According to Smith, there are about 300 million cases of scabies worldwide, but the condition is not highly reported, so there isn’t always reliable data.
Tuberculosis in the U.S.?
Another infectious disease of concern is tuberculosis (TB), which is caused by mycobacterium tuberculosis bacteria. While the bacteria mostly attack the lungs, they can attack any part of the body, including the brain. Active TB is spread person-to person by droplets that an infected person expels when coughing. The droplets go into the lungs and take weeks – or even months – to grow.
Active TB is highly contagious and requires isolation and multi-drug treatments that take between 12 and 24 months to complete. Symptoms include coughing, weight loss, night sweats and blood-streaked mucous.
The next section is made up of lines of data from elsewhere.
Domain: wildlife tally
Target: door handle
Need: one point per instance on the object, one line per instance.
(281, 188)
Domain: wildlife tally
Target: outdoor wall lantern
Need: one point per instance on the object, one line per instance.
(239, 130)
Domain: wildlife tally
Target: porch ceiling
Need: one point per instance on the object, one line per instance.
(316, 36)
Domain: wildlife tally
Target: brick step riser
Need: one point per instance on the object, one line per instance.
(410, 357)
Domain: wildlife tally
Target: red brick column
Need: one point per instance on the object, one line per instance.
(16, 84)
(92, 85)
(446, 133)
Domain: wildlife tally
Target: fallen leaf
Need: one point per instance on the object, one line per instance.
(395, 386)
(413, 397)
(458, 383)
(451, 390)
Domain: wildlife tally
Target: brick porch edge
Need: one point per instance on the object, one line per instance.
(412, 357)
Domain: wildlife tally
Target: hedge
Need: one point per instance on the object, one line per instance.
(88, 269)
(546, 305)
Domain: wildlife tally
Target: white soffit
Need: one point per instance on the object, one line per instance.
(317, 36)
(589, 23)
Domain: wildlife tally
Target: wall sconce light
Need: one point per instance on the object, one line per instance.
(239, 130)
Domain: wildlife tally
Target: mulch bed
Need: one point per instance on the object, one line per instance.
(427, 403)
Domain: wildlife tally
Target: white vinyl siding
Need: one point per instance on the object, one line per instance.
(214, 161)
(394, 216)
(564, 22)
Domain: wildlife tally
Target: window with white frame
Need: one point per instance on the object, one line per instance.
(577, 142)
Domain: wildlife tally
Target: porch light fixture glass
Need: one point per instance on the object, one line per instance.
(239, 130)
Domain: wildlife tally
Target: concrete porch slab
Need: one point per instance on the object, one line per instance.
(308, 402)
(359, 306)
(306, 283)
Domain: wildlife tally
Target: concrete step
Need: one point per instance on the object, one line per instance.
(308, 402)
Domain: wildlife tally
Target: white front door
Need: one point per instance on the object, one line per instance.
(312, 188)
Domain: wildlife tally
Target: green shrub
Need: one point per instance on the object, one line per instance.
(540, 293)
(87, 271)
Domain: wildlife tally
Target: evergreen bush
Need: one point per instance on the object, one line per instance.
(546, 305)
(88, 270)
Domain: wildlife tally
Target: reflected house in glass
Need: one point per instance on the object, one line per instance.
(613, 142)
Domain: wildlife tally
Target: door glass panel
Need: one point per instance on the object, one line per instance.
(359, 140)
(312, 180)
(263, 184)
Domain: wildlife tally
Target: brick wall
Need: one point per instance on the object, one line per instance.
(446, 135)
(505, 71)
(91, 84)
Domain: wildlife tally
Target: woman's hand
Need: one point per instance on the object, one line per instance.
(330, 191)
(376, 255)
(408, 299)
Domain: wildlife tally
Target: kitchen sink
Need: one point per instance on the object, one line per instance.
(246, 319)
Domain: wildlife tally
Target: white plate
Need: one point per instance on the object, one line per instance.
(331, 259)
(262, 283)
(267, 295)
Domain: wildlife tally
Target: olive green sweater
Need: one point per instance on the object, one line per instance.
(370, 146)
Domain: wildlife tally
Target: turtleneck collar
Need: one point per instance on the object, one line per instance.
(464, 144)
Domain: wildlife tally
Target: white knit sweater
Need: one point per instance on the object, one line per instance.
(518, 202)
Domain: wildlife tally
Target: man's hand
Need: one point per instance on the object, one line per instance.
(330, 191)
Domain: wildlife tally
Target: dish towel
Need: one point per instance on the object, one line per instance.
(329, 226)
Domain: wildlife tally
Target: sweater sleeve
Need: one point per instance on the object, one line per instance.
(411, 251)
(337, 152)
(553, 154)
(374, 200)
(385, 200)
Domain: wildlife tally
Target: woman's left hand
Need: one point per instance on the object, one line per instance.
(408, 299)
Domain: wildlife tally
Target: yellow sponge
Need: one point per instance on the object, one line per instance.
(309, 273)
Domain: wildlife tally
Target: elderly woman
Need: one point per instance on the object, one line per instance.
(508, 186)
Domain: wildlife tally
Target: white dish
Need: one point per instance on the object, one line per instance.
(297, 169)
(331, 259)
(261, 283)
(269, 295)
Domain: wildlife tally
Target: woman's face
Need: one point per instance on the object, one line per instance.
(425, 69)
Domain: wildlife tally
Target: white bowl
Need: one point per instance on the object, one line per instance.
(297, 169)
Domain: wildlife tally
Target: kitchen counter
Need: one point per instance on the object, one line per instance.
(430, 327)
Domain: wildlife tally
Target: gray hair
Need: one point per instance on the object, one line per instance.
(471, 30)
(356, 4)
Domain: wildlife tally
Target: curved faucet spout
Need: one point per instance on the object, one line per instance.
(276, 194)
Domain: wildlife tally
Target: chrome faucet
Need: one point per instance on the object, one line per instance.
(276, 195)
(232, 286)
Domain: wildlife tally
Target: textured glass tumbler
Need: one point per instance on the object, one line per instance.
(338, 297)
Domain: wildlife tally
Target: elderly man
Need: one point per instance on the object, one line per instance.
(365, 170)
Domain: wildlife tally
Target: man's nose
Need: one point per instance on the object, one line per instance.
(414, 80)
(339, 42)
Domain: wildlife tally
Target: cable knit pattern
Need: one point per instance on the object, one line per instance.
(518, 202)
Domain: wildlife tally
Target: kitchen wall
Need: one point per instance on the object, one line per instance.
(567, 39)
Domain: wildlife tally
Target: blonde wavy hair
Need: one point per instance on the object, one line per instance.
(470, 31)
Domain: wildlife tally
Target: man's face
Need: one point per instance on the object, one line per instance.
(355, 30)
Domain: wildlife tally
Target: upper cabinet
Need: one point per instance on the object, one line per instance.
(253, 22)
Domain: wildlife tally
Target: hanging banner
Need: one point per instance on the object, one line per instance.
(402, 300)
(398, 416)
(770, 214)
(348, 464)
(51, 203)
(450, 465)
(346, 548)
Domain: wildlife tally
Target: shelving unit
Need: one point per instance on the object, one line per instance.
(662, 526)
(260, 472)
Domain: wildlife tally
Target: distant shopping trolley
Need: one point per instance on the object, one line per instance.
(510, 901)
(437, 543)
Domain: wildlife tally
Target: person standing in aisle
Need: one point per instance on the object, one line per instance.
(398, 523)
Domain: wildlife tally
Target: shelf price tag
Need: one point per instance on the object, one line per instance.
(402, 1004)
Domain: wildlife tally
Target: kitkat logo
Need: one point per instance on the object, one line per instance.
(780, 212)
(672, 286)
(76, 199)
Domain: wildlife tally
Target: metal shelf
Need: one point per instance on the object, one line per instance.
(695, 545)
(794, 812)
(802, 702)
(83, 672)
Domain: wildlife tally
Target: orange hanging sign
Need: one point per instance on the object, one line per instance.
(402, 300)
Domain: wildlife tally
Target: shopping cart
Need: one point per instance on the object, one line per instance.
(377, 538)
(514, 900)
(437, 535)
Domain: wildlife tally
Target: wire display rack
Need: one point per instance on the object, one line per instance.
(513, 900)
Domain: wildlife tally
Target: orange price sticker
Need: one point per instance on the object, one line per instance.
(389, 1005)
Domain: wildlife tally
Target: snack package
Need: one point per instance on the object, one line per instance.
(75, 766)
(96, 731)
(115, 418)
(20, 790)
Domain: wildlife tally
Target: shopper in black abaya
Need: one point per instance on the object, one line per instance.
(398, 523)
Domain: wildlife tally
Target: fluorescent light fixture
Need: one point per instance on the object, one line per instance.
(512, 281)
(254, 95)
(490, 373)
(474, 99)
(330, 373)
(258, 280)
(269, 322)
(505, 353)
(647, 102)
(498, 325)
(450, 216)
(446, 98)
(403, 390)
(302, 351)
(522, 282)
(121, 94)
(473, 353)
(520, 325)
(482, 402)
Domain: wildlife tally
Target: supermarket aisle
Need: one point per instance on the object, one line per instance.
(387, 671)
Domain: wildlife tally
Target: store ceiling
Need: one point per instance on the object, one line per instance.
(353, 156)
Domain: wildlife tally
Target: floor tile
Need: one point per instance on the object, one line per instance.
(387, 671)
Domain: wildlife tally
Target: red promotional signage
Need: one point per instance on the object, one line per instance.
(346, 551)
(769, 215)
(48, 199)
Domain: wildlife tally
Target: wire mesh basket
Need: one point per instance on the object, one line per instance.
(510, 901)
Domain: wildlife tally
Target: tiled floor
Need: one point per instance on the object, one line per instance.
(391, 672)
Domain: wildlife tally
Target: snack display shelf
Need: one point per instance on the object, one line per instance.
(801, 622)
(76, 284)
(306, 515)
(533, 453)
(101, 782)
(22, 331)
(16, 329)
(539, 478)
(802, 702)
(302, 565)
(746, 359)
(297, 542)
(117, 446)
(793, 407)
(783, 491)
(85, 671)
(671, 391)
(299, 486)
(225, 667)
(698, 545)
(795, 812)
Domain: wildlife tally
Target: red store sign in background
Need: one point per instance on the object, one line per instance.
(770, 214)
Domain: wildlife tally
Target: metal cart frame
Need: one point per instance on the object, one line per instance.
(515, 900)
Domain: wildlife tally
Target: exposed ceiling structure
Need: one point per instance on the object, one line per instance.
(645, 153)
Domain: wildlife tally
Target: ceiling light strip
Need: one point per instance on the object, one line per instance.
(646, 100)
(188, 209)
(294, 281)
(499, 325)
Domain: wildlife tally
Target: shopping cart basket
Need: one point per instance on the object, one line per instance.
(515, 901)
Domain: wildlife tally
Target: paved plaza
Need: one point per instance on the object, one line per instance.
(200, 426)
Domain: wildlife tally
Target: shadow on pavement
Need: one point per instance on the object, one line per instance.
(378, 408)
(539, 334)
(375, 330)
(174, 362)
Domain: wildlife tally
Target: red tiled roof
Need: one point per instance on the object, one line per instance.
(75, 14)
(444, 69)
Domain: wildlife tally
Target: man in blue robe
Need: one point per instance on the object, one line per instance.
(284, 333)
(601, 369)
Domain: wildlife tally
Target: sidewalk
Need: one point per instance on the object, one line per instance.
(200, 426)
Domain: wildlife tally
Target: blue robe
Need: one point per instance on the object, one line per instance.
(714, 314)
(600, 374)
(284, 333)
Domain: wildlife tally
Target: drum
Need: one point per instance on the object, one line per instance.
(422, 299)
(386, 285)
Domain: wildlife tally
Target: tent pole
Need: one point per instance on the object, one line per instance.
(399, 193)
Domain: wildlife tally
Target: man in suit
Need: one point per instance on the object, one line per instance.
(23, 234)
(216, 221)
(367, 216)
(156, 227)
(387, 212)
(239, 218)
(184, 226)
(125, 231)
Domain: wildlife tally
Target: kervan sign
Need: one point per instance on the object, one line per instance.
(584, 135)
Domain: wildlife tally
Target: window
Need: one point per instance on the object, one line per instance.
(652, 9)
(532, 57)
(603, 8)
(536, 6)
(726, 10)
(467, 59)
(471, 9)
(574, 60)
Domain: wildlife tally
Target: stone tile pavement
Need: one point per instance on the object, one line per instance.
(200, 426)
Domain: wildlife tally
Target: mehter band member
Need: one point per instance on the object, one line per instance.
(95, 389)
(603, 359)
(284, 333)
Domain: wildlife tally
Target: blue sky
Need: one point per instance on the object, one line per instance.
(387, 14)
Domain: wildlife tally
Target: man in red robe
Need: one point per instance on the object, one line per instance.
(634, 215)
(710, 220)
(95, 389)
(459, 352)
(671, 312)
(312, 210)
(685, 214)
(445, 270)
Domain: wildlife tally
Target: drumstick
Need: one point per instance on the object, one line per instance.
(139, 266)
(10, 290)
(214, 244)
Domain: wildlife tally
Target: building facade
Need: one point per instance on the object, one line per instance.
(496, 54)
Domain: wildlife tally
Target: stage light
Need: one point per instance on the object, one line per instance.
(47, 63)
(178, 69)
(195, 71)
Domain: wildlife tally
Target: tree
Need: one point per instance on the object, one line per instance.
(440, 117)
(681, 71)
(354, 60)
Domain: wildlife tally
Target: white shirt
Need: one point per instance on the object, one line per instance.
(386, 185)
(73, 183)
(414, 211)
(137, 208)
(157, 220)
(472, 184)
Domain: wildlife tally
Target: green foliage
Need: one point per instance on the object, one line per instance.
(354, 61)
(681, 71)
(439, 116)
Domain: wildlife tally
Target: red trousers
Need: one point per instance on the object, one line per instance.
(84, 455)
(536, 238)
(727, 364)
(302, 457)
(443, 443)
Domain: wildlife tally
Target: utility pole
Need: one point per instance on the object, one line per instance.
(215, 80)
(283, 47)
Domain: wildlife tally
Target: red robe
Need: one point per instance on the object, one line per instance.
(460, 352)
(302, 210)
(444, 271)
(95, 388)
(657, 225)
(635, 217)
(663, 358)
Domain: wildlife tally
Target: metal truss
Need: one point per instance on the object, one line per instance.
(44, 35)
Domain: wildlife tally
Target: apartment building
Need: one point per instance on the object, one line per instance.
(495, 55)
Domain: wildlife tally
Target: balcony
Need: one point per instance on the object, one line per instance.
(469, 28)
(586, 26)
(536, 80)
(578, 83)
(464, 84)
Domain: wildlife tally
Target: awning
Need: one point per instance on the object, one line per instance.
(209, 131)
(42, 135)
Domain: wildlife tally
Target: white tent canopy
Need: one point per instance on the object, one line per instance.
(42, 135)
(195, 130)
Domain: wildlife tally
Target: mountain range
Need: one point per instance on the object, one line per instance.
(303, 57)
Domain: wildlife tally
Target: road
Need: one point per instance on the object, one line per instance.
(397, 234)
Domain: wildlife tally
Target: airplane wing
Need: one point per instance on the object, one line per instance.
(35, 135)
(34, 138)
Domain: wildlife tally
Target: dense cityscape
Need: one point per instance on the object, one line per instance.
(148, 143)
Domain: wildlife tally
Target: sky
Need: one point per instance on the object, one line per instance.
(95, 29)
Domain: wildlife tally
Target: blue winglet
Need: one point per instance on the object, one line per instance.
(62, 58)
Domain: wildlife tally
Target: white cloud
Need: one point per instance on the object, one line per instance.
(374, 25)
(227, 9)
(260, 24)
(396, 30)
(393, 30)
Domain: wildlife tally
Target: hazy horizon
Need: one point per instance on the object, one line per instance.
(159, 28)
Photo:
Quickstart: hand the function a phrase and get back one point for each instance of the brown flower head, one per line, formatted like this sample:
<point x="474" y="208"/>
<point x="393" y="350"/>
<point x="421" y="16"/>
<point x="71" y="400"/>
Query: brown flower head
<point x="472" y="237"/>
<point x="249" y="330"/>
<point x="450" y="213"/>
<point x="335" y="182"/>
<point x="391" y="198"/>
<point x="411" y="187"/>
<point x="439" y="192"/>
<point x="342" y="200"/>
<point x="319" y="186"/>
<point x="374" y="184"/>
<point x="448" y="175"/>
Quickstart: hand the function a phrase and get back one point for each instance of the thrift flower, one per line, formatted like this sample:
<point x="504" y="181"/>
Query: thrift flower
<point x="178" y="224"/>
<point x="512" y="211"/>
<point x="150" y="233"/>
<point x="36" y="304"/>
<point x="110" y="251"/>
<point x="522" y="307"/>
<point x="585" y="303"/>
Doctors use chest X-rays, a blood test or a skin test to diagnose the disease.
Like scabies, contact with infected individuals increases a person’s risk for contracting the disease.
“The closer one is, the more time spent in continuity [to an infected person], the more likely you are to get it,” Smith said.
With immigrants coming from high-risk countries, most of them have latent TB, said Carrasquillo, who specializes in minority health.  This occurs when the disease remains in certain lung cavities but is not infectious. It’s typically detected by a chest X-ray and a sputum (mucous) exam. Patients are treated with medication preventatively for six months, in order to reduce the risk of their TB becoming active.
Little is known about how latent TB becomes active TB, Carrasquillo noted, but diagnosing and treating the latent form can prevent activation.
Distinguishing between active and latent TB can be difficult, Smith said.
“It’s one of the most complicated diseases of all time,” he said.